5月19日、大平内閣は閣議で衆議院解散を決定した。本会議を開かずに議長応接室に各会派の代表を集め、解散詔書を灘尾弘吉衆議院議長が朗読して衆議院解散となった。
そして、6月22日の参院選と同時に衆院選の投票を実施することを決定し、史上初の衆参同日選挙となった。
野党は不信任案が可決されることを予測しておらず、反主流派も戦略なく行き当たりで欠席したため、「ハプニング解散」と呼ばれる。
大平執行部は、不信任案に反対した田中・大平両主流派や旧中間派の議員と、反主流派で不信任案を否決に出席した中曽根派議員を第1次公認とし、欠席した反主流派の議員を第2次公認という形を取った。

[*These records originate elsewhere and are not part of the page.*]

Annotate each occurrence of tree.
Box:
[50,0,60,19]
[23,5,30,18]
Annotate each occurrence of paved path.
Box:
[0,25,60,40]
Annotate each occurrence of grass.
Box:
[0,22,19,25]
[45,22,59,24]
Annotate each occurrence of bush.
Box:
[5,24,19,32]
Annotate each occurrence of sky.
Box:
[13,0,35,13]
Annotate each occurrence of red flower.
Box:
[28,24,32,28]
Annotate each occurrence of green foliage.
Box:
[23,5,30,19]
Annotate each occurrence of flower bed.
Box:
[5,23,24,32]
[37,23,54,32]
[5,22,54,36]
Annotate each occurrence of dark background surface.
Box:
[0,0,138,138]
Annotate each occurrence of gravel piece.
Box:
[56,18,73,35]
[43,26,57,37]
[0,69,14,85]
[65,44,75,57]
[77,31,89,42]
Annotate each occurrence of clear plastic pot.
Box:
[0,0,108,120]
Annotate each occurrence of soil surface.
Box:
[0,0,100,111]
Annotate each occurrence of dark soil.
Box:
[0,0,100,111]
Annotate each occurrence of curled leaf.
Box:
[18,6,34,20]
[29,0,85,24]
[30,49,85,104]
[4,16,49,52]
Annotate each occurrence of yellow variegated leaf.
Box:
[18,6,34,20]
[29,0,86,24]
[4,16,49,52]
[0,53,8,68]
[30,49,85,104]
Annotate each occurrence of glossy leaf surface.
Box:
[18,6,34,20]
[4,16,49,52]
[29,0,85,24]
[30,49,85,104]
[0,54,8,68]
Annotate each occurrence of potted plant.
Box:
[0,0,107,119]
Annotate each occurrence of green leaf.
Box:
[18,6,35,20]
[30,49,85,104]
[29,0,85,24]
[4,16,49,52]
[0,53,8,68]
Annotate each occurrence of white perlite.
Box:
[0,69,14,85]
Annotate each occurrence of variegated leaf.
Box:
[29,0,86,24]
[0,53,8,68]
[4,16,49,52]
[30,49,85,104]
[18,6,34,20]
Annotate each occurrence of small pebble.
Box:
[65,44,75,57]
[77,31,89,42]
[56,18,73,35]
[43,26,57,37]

当初は分裂選挙の様相を呈していたが、6月12日に大平首相が急死するという緊急事態が起こり、それを受けて自民党主流・反主流両派は融和、一転して団結し選挙戦を進めた。22日の投票で自民党は衆参両院で地すべり的大勝を収め、不信任案を提出した野党、特に社会党は大敗を喫した。これは自民党に多くの同情票が集まったと言われることが多いが、一方で石川真澄などは、四十日抗争、ハプニング解散、そして現職首相の総選挙中の死という異常な出来事が1年の間に次々と起きたことが、有権者の政治への興味関心を高め、投票所に向かわせたことが勝因であるとの見解を示している。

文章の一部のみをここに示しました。